So it’s Monday morning and you need to get to the office, but you only have odd socks in your draws. Where have the matching socks gone?
I have a theory that there are little people living under our houses that run around collecting ‘odd-socks’, to save us from the err of becoming too predictable and symmetric. I call them “the Collectors”. They don’t only collect odd-socks, they collect hair clips, pens, and here is where the information security bit comes in… USB memory sticks, commonly referred to as ‘thumb-drives’.
How else can we explain where our USB sticks disappear to? How many have you purchased or acquired in the last 10 years? Where are they now? Fortunately for us “the Collectors” are not interested in what is contained within this little plastic sticks, so it really is not a concern to us security conscious individuals. Or is it? Because although it really is no big deal if you turn up at the office with odd socks, it has become pretty cool nowadays. The memory sticks are a bit tricky. How much data is stored on them and is some of this personal data?
But what is personal data? This is difficult. Nowhere has a clear definition of personal data been stated, although Personal Identifying Information (PII) and sensitive data has been defined. In the EU even the IP address is classed as PII. The problem is that data can be combined from different data sources to become identifying data, that could be on one or more of yours, or your employees’ memory sticks.
The new EU Data Protection Regulation due out December this year, potentially January 2016, will have the power to impose fines on those companies that lose personal data. Numbers we have at the moment is between 2% and 5% of revenue for each data loss. In public sector the fines will be fixed. What this means is that when one of your employees loses one of their memory sticks your company is liable to the consequences.
So what’s the solution? Well this is what is rather nice, it is simple when it pertains to data that is stored on movable persistent storage, e.g. memory stick.
- Request all your employees to turn in their memory sticks;
- Destroy them, securely;
- Replace with an encrypted stick, that has a simple PIN code build in;
- Enforce the use of encrypted sticks using a Port-LOCK functionality found in most virus scanning packages today that is often not implemented;
- Log all data that is copied to and from USB devices.
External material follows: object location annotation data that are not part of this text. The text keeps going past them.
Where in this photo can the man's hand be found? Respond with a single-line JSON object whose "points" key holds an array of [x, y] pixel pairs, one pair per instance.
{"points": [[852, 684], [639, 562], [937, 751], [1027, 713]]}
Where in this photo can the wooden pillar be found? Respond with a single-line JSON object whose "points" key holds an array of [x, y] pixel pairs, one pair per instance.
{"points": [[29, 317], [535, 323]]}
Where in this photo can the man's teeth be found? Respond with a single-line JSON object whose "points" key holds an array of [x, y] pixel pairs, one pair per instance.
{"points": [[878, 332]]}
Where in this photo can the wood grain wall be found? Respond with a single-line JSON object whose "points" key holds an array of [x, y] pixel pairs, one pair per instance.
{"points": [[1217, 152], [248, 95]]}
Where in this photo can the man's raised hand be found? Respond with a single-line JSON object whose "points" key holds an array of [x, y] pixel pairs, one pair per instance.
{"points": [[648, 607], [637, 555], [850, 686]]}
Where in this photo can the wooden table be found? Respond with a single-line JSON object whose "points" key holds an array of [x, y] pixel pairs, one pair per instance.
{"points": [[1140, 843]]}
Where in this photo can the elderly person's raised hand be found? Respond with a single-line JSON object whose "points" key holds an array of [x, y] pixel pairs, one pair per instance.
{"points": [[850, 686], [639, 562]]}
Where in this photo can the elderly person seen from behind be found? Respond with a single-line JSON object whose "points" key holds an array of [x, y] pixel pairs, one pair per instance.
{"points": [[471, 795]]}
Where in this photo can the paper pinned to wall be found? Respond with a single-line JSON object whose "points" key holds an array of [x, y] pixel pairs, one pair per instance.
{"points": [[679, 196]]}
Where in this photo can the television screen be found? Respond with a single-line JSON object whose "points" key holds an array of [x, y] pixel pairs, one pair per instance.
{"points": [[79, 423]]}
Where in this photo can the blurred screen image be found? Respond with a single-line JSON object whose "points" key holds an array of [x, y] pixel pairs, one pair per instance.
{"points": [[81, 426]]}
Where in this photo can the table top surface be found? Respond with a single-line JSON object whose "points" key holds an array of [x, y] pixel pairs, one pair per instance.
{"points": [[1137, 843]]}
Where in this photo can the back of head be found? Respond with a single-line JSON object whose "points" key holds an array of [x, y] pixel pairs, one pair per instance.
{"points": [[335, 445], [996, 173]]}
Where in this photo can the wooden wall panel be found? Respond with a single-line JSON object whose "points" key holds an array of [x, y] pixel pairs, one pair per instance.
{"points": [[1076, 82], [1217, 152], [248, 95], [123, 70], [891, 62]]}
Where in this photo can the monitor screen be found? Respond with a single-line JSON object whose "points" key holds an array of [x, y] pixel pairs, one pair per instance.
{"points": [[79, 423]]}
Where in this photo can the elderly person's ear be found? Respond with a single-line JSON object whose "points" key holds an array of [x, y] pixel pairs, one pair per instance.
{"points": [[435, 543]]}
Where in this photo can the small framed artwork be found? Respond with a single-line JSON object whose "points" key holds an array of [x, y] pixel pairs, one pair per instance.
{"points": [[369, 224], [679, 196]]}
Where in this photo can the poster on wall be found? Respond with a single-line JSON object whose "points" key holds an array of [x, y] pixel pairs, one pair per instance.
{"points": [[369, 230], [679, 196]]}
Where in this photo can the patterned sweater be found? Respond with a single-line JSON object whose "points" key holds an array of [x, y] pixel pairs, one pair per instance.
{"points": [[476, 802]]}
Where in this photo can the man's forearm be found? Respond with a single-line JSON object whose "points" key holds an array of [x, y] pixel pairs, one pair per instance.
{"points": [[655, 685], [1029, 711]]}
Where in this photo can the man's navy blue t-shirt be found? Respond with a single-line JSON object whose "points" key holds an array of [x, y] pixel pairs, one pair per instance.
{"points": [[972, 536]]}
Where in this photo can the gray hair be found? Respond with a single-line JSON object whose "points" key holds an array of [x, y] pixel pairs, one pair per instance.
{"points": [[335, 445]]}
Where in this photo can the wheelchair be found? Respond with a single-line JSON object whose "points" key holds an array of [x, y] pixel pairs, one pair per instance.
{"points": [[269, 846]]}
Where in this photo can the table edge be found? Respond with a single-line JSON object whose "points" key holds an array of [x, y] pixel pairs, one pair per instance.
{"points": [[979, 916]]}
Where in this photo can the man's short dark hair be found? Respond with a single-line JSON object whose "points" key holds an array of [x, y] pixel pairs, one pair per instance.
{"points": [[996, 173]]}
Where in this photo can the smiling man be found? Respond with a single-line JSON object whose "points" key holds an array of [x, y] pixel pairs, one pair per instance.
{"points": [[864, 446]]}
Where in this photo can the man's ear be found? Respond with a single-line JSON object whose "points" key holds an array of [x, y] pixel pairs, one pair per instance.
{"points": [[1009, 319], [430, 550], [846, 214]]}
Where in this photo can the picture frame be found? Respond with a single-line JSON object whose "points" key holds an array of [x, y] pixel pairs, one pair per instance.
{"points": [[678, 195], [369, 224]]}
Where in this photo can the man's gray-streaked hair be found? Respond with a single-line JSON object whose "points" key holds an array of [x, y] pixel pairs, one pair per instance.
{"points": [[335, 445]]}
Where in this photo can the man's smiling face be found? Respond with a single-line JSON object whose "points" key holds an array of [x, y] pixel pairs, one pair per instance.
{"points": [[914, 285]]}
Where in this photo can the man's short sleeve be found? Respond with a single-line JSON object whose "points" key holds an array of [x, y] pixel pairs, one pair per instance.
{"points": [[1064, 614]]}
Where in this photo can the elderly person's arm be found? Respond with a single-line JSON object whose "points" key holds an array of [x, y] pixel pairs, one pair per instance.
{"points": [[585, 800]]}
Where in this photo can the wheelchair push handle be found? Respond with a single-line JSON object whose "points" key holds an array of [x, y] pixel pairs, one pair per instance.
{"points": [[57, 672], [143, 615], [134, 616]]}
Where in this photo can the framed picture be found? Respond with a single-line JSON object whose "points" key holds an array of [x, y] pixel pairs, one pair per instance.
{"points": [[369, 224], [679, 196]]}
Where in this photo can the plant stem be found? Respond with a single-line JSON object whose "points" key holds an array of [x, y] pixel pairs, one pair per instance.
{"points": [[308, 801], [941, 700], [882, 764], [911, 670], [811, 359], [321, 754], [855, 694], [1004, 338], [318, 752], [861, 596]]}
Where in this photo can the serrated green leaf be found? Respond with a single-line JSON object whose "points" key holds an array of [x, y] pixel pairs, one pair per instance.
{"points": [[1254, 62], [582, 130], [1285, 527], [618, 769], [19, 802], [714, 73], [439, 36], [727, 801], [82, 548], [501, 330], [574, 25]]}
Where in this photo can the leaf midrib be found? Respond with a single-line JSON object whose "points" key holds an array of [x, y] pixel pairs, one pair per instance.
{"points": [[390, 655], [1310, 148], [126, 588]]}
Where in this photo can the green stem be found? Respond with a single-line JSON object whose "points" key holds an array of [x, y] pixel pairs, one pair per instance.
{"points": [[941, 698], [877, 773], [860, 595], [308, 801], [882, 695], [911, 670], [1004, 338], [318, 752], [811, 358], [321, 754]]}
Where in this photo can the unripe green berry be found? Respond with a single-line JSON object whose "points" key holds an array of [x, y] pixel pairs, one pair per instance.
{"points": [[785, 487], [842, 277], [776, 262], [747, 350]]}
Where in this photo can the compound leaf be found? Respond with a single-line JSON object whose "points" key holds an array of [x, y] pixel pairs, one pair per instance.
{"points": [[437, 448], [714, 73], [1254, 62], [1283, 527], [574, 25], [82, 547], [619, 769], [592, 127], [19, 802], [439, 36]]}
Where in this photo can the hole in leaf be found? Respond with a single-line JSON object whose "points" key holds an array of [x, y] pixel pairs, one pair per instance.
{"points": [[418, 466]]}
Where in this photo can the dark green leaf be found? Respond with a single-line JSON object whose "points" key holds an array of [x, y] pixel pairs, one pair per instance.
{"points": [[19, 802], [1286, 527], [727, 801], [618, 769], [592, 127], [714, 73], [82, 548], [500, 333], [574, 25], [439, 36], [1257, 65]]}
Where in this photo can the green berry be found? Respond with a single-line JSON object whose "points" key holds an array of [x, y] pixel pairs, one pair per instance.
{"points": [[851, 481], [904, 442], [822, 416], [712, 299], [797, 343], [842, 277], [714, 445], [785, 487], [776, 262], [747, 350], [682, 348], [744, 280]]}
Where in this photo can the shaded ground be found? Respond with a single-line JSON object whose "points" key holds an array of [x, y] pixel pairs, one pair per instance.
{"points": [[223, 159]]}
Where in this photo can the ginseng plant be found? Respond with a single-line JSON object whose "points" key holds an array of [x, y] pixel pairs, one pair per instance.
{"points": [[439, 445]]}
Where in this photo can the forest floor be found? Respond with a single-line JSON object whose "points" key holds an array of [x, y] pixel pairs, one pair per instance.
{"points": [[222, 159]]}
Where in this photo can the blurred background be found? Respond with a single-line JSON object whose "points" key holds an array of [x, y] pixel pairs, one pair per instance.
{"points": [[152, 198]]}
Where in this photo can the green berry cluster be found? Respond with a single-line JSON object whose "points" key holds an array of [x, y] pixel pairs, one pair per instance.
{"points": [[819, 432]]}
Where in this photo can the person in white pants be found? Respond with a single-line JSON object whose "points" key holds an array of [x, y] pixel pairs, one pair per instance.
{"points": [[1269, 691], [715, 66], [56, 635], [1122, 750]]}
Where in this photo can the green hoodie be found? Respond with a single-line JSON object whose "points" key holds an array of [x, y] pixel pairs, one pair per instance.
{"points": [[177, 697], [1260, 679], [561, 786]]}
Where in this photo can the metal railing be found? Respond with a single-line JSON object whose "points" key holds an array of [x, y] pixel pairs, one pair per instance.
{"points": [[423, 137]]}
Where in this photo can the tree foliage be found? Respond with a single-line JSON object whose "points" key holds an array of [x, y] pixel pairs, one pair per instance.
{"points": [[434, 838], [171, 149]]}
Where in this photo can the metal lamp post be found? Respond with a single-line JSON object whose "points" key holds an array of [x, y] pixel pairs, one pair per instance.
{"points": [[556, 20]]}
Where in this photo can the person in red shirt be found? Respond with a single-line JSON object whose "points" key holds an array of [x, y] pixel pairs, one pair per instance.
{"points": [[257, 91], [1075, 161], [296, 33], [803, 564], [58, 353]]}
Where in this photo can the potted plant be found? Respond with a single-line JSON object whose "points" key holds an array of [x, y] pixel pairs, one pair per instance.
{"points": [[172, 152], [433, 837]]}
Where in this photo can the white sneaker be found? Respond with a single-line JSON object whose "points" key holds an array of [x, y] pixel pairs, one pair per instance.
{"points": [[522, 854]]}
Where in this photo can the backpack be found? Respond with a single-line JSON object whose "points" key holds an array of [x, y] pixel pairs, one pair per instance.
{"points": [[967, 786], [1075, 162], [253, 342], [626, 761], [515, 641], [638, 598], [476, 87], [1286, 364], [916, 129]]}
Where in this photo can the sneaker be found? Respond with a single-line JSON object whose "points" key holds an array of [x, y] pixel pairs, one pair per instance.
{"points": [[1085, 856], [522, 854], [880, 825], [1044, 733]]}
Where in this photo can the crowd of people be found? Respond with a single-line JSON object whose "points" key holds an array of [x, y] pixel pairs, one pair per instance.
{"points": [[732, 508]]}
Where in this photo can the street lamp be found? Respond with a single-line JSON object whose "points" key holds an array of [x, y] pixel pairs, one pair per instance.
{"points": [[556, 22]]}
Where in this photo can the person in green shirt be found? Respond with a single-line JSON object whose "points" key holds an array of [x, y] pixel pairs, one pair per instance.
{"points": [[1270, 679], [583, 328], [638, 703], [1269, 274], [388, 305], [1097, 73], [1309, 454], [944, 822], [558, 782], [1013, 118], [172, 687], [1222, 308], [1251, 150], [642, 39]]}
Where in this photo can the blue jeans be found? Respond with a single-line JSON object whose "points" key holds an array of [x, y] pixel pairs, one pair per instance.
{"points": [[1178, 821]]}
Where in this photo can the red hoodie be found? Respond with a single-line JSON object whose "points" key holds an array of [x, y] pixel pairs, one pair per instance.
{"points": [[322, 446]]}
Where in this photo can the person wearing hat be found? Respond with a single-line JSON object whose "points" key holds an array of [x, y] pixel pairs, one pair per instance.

This is not difficult to implement, and pretty inexpensive. This mitigation will block one of the main channels/threat vectors for data loss in your organization.
You could of course just keep hoping that it is ‘the Collectors’ who have all of your mislaid memory sticks in your organization? If I am right about that too…. but I wouldn’t believe me, if I were you 😉
Reblogged this on Virtual Shadows and commented:
I thought this was rather funny. A Post from over 2 years ago, and rather cute at that 🙂
Using encrypted USB memory sticks is a preventative measure, is it not Inge?
Yeah, the “little people” have a long tradition of mythical presence in pre-modern times, getting the blame for most inexplicable events close to the house! You also have to be nice to them, serving a plate of porridge for them once in a while!
Logging of file names and hash sums of information going out (and in) from USB sticks is of course a tempting solution. There is a lot of considerations to be made before implementing schemes like logging.
Personally I favor preventative solutions, but here there is no binary decision criteria that can be implemented. An automatic solution cannot decide on the legitimacy and intentions of the extraction. I would like to see solutions that asses and identify potential privacy issues of in- and outgoing documents. E g an alert to user informing him/her to contact the Privacy Officer for a risk assessment on the intended document sharing.
Accepting incoming documents with issues can be as bad. The organisation may unknowingly commit offences to other organisations and law due to employee actions. It’s the organisation that is finally responsible for the non economic consequences of an employee’s actions, regardless of litigation processes’ outcomes in form of damage claims or insurance pay outs.
Logging can always be implemented by an employer if properly negotiated with unions and explained in policy communications. E g in which circumstances the log data is to be used, for what purposes and by whom.
A long retention period increases the chances to get a full impact analysis. The time period between incident occurrence and discovery is reported to average more than a year. The draw back of a long retention period to consider is that the organisation may become involved in enduring and costly litigation investigation requests with hostile intentions claiming that the organisations is in possession of documents it should not have access to. Then you need a logging system you can trust. Informing litigators that data has been lost due technical problems will not build your reputation of compliancy.